I also clarified the truth to the residents when they were awake. One old woman was a university professor who was suffering from a mild case of Alzheimer’s. She always talked in a condescending manner. I was told that she used to practice Falun Dafa.

One day, I went to her room and asked her, “You know about Falun Dafa, right?” She froze for a moment and didn’t answer. I said, “If you say, ‘Falun Dafa is good’ often, you will have a good day.” She nodded and said yes. 

I asked her if she was a Party member. When she said she was, I said, “Then why don’t you quit the Party? The CCP has done so many bad things, and now Heaven is about to destroy it. Why don’t I give you the name ‘so-and-so’ to quit?” She said seriously, “Yes!”

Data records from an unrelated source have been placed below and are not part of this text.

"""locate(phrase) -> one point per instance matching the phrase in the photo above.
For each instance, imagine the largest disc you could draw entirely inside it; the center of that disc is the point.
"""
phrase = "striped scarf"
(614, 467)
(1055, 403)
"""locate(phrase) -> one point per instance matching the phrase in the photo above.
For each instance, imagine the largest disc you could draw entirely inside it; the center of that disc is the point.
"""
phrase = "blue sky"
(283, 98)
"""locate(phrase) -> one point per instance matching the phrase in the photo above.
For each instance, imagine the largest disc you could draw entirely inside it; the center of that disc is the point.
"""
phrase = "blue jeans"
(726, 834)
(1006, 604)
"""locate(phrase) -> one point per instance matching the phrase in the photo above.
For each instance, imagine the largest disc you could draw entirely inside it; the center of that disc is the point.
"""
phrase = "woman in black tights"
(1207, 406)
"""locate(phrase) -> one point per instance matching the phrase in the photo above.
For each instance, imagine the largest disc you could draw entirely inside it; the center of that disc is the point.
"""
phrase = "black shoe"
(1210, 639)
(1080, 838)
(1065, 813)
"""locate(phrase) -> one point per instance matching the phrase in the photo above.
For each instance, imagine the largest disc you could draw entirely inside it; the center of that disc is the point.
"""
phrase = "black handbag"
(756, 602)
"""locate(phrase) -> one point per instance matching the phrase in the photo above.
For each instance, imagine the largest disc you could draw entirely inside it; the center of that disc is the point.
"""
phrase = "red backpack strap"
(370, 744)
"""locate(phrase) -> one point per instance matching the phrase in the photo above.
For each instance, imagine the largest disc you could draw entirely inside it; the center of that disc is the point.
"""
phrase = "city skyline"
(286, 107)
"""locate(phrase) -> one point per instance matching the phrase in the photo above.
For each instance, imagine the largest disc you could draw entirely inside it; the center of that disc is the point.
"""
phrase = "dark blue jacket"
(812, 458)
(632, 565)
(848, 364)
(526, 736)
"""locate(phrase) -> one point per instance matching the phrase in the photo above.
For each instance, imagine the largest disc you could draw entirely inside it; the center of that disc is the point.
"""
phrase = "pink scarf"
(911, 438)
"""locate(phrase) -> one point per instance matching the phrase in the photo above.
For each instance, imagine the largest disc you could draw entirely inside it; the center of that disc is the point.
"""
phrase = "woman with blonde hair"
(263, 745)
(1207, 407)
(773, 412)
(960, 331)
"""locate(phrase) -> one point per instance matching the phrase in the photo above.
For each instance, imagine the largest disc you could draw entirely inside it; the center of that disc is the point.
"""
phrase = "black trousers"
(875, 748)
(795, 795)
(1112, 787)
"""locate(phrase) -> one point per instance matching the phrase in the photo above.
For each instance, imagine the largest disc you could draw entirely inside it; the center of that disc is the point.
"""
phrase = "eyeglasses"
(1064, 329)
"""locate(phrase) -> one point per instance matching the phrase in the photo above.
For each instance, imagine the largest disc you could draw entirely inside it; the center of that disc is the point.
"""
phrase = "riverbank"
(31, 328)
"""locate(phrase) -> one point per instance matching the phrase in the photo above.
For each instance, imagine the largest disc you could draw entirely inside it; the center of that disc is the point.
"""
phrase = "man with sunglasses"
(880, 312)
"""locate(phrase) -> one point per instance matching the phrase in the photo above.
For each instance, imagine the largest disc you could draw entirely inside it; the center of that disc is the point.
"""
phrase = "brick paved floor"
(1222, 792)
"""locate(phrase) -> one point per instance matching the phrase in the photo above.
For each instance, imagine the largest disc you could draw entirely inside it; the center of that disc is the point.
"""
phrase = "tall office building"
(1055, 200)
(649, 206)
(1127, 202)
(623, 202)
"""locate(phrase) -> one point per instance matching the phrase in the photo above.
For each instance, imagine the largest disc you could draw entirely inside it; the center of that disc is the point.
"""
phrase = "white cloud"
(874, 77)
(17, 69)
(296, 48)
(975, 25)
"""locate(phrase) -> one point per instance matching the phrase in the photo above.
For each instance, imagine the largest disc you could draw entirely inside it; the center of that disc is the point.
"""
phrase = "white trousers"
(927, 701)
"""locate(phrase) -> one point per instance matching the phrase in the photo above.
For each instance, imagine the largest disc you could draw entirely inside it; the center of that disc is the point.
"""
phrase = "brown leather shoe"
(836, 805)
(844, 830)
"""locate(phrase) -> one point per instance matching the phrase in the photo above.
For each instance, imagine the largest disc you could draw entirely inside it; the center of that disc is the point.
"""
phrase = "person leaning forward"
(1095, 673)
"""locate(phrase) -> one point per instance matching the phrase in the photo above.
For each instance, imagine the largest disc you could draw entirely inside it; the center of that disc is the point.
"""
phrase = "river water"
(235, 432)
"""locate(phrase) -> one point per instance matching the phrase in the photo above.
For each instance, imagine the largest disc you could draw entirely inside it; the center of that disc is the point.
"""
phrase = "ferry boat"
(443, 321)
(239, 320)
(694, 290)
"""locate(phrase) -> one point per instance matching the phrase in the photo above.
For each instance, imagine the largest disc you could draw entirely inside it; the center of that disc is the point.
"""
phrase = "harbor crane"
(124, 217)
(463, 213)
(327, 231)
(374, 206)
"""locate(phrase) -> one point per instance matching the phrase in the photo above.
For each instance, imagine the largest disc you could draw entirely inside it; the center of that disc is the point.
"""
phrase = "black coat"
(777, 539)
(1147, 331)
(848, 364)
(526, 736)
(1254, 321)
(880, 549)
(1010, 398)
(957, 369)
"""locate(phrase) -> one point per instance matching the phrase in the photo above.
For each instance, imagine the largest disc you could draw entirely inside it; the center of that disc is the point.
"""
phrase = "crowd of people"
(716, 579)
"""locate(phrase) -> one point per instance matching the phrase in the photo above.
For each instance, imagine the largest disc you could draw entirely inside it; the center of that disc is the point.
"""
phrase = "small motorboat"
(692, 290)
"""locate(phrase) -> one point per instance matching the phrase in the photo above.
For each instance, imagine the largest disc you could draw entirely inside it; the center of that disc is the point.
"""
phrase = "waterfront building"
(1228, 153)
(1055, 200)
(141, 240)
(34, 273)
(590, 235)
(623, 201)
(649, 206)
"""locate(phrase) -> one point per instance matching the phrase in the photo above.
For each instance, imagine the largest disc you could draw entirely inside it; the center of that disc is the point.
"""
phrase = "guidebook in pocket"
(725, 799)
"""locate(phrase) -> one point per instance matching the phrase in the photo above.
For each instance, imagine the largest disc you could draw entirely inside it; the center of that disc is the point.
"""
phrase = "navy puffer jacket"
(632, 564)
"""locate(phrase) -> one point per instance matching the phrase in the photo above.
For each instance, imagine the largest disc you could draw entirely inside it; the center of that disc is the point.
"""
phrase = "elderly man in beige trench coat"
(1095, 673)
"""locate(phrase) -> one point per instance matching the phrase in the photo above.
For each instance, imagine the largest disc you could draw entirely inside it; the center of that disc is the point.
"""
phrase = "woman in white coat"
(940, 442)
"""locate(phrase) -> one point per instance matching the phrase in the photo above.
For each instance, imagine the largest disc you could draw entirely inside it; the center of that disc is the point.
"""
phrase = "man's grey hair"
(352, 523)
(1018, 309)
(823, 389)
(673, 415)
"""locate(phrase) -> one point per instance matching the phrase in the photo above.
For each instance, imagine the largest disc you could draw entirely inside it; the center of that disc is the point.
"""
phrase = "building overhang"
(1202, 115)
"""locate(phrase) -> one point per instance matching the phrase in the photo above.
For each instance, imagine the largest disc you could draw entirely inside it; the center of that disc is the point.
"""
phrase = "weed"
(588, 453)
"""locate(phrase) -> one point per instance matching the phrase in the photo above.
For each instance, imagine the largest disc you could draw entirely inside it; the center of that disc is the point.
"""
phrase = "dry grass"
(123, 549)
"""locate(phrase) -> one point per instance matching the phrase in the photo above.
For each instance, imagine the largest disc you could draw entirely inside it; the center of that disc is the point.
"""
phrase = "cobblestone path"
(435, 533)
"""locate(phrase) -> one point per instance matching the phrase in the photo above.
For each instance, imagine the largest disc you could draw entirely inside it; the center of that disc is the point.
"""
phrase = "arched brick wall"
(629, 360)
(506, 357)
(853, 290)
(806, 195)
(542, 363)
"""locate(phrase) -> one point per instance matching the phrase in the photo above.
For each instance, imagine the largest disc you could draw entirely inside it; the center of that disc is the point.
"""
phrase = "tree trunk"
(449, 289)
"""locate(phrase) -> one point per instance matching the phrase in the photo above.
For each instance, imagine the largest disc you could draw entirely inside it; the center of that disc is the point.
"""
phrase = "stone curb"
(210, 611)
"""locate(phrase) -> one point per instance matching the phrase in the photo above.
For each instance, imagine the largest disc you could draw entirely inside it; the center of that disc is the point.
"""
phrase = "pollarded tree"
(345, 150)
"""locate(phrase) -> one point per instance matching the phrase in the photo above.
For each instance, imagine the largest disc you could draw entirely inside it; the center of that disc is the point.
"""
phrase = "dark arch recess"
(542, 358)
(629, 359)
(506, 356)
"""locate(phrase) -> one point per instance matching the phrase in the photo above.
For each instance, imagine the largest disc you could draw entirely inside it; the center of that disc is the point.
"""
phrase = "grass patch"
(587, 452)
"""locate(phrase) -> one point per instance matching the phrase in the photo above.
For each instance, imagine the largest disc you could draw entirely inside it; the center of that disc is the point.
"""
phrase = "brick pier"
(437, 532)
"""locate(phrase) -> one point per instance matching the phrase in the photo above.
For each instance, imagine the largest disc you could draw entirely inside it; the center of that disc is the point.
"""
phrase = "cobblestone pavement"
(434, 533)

Afterwards, when I did ward rounds and greeted her, she no longer made official speeches or talked condescendingly.

I clarified the truth about Dafa to almost all the medical staff and my frequent contacts and persuaded them to withdraw from the three Communist organizations. Some of them have not yet withdrawn, but they agree that Falun Dafa practitioners are good people.

Recently, through Fa study and reading articles on Minghui, I've been paying more attention to “Selfishness” and “Self” in my speech and actions. I realized that cultivation is about unconditionally looking inward and letting go of the self.

I realized that oftentimes what we cling to are our human thoughts, notions, habits, and our “self.” I realized that “self” is even more difficult to let go of than material interests, and even more difficult to let go of than affection. 

I want to strengthen my Fa study, remove this obstacle on the path of my cultivation, and improve in doing the three things.

Thank you, benevolent and esteemed Master! Thank you, fellow practitioners!